In black leather on a black horse, bearded dark-eyed gunslinger Topo (Jodorowsky) rides the desert with his naked son (his real-life son Brontis), whom on his seventh birthday he has bury his childhood in a teddy bear and portrait of his mother. Reaching a hamlet of bloody bodies, cawing carrion crows (a recurring image), and fey young Franciscans, the rider avenges the peasants by castrating the bandido leader Colonel (David Silva) and taking his woman Mara (Mara Lorenzio) with him while leaving the boy behind with the monks.
Always identified by the title-hero’s Spanish sobriquet, the film remarks that the noun means “mole,” an underground creature blinded by the light. “I am God,” he brags, but egged on by this woman who cannot love him until he proves to be the best, he must encounter and vanquish four weird “Masters,” along the way picking up a second female (Paula Romo), also in black.
SPOILER ALERT
He appears to give up the ghost but is in fact rescued by a crone who leads a sort of leper colony, the lame and scrofulous, blind and deformed, who worship his comatose now-blond wild-haired self.
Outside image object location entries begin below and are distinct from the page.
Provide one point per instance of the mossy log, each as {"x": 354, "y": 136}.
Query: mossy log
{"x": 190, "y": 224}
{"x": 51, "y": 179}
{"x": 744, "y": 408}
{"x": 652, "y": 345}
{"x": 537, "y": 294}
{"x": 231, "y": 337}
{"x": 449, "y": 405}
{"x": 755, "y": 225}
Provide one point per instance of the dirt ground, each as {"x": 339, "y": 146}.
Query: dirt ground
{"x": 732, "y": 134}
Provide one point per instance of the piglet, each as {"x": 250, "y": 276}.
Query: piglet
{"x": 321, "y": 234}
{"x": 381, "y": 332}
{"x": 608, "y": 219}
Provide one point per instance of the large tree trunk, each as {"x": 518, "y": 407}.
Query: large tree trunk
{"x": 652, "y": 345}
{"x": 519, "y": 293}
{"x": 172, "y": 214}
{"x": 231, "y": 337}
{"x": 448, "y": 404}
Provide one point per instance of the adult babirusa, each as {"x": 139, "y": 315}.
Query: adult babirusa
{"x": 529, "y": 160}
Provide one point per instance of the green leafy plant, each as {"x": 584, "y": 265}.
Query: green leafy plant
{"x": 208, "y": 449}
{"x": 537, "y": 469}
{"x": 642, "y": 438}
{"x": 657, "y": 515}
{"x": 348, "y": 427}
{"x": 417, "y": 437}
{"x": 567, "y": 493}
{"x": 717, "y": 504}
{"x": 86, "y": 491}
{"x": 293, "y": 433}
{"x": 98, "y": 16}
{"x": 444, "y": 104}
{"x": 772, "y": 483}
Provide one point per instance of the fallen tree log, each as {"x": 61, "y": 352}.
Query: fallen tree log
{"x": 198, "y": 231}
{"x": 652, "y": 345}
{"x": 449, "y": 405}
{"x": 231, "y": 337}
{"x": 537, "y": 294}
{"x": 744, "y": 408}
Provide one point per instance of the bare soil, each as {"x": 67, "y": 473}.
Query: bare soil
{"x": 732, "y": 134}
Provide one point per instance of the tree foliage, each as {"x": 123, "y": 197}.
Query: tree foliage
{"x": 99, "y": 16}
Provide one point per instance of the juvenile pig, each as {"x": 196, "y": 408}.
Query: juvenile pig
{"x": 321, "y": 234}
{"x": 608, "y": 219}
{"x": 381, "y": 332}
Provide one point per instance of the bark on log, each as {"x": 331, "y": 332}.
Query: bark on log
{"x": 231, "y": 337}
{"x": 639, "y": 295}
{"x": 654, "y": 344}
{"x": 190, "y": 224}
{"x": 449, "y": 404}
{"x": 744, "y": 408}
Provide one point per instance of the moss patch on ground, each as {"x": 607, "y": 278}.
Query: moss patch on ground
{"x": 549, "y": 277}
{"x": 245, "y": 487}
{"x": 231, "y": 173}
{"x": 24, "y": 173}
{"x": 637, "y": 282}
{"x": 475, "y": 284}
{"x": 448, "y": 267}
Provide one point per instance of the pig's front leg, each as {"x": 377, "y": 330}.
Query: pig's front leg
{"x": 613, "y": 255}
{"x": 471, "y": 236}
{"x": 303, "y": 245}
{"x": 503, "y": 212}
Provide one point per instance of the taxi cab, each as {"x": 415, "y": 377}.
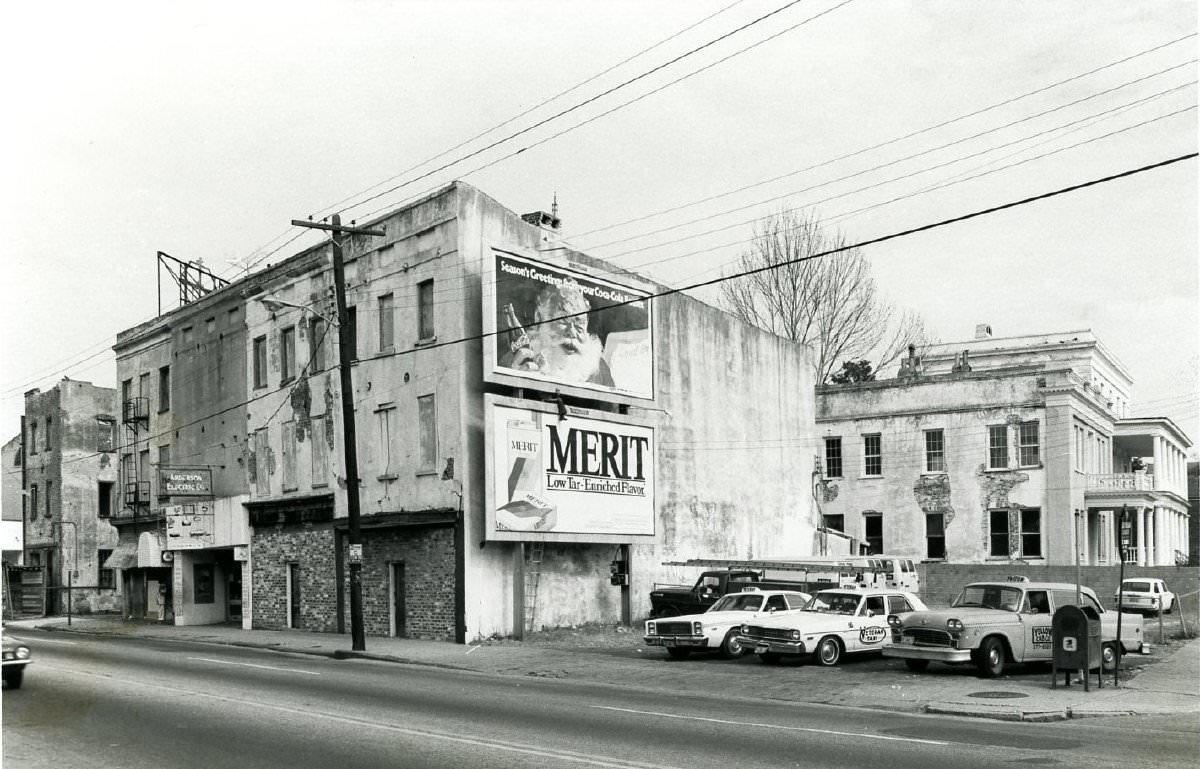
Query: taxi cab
{"x": 834, "y": 623}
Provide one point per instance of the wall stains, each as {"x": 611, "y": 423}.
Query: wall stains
{"x": 933, "y": 493}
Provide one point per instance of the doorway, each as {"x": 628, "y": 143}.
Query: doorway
{"x": 399, "y": 625}
{"x": 293, "y": 595}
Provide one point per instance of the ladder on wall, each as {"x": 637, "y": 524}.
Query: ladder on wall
{"x": 534, "y": 552}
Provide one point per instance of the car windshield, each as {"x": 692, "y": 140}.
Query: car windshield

Awakened after twenty years, shorn and shaved, the now Servant of Man teams with a dwarf woman (Jacqueline Luis) to dig a tunnel through which these outcasts can escape their cavern prison for the nearby decadent racist town that does not want them. Dressed monkishly, he and she enter the burg to clown for dynamite money to complete the freedom tunnel.
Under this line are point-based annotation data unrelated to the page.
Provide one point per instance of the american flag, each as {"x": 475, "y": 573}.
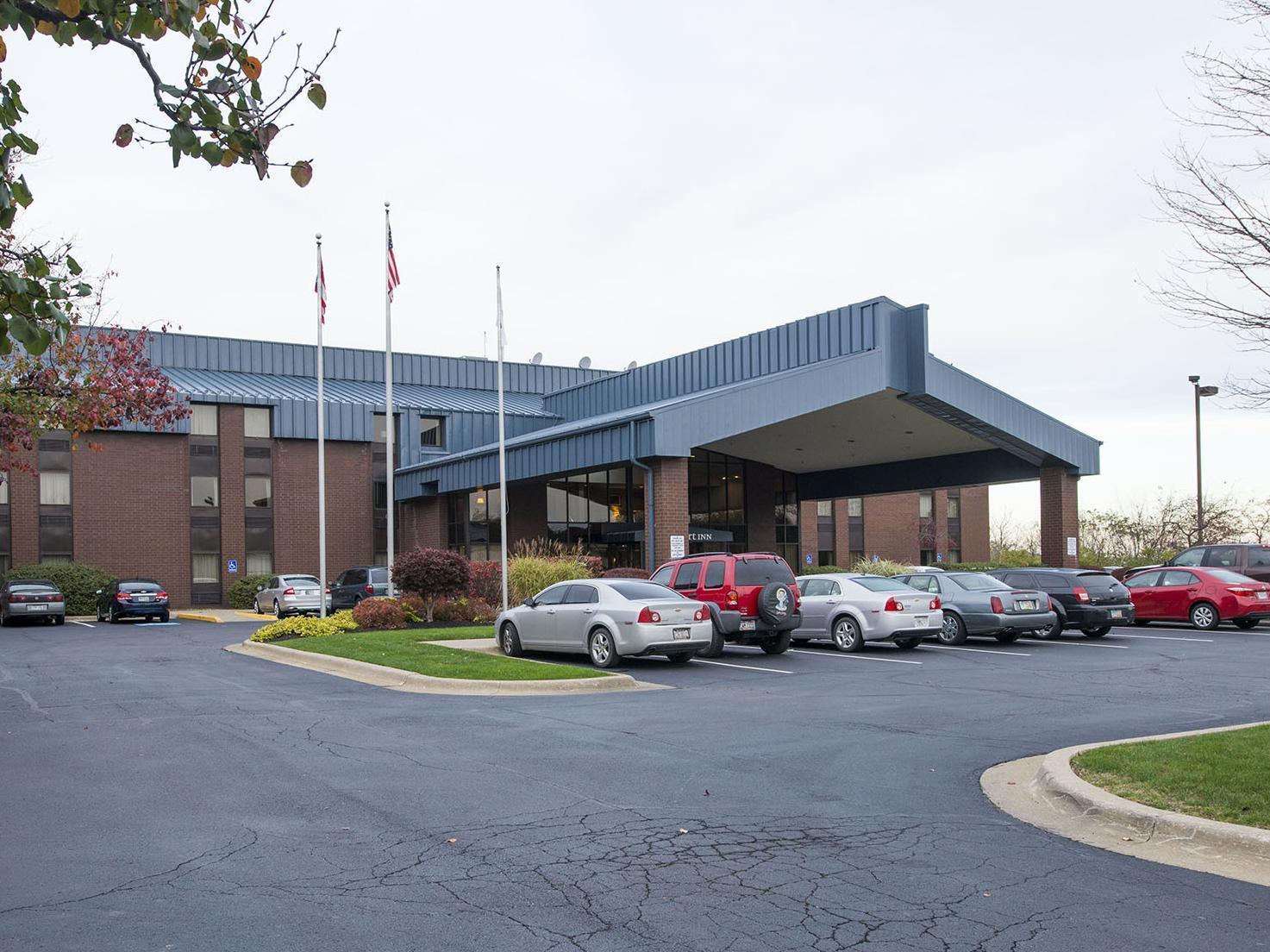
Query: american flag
{"x": 394, "y": 279}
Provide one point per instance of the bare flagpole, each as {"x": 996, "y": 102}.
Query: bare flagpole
{"x": 388, "y": 378}
{"x": 502, "y": 440}
{"x": 320, "y": 287}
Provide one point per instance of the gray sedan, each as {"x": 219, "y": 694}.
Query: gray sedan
{"x": 607, "y": 619}
{"x": 851, "y": 609}
{"x": 32, "y": 600}
{"x": 978, "y": 604}
{"x": 289, "y": 595}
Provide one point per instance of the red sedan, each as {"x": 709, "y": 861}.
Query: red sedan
{"x": 1204, "y": 597}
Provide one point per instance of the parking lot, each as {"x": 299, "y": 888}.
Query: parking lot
{"x": 163, "y": 793}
In this Magic Realism, nothing is out of bounds or impossible, not even the light-eyed gunslinger in black leather (Robert John) who happens by and will ride off with the future on his black horse.
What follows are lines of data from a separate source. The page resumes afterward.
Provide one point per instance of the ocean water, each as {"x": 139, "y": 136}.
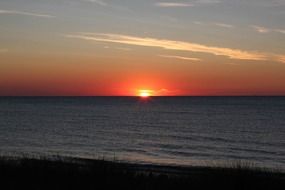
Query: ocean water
{"x": 157, "y": 130}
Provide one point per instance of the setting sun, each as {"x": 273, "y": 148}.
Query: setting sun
{"x": 145, "y": 93}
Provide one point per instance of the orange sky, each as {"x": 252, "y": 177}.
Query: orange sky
{"x": 110, "y": 48}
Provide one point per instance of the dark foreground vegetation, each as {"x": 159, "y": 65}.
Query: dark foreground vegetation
{"x": 70, "y": 173}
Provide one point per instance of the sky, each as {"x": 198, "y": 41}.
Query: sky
{"x": 120, "y": 47}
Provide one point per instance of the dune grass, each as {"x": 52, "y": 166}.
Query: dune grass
{"x": 58, "y": 172}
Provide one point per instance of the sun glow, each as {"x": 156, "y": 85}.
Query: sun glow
{"x": 144, "y": 93}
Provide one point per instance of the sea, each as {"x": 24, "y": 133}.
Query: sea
{"x": 184, "y": 131}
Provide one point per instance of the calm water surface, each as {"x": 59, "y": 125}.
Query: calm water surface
{"x": 160, "y": 130}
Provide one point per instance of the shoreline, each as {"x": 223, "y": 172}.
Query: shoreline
{"x": 75, "y": 173}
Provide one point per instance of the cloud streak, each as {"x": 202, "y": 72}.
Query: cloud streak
{"x": 99, "y": 2}
{"x": 172, "y": 4}
{"x": 14, "y": 12}
{"x": 180, "y": 57}
{"x": 265, "y": 30}
{"x": 170, "y": 45}
{"x": 223, "y": 25}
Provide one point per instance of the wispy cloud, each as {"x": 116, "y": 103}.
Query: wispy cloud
{"x": 183, "y": 4}
{"x": 219, "y": 24}
{"x": 123, "y": 48}
{"x": 223, "y": 25}
{"x": 260, "y": 29}
{"x": 264, "y": 30}
{"x": 180, "y": 57}
{"x": 14, "y": 12}
{"x": 99, "y": 2}
{"x": 170, "y": 45}
{"x": 173, "y": 4}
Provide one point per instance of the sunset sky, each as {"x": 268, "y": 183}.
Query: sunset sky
{"x": 119, "y": 47}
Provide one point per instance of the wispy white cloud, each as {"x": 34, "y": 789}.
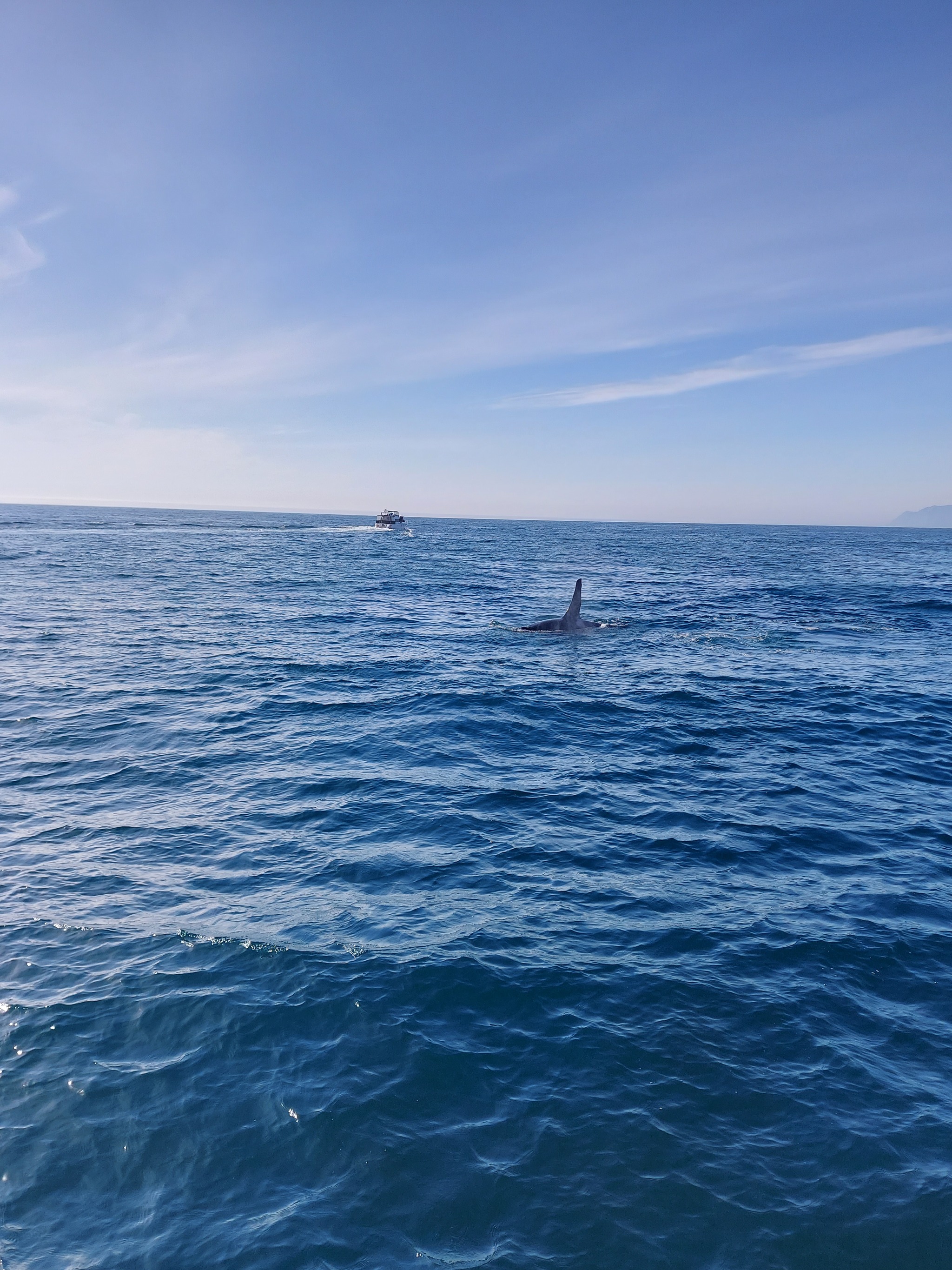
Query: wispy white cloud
{"x": 17, "y": 256}
{"x": 798, "y": 360}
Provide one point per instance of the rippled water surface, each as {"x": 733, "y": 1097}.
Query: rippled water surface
{"x": 346, "y": 925}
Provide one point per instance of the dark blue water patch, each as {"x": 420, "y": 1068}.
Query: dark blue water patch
{"x": 630, "y": 949}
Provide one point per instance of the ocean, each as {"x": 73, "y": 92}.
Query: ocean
{"x": 347, "y": 926}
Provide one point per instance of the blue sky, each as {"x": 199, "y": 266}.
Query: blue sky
{"x": 685, "y": 262}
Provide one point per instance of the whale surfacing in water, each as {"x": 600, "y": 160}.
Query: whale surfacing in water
{"x": 570, "y": 621}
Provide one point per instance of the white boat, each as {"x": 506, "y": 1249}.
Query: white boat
{"x": 388, "y": 520}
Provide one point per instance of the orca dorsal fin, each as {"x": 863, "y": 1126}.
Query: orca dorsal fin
{"x": 572, "y": 612}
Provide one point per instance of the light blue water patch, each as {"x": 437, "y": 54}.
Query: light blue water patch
{"x": 344, "y": 925}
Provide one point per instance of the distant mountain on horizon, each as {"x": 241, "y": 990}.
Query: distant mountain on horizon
{"x": 928, "y": 519}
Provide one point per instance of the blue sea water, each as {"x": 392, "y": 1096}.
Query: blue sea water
{"x": 344, "y": 925}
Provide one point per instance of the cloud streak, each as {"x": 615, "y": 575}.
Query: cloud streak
{"x": 796, "y": 360}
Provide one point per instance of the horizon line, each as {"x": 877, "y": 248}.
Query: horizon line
{"x": 518, "y": 520}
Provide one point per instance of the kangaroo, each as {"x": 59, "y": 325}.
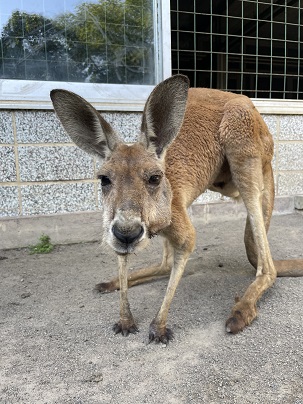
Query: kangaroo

There exists a report that for decades Jodorowsky projected scripting and shooting a continuation, The Sons of El Topo rebaptized Abelcain on account of legal problems, maybe starring longtime fan Marilyn Manson. Better left undone, because the story of El Topo proves too scattered and weak to bear its digressions and vague symbols that suggest everything, anything and nothing. His screen strength lies in striking visuals, handled more effectively three years later in HM.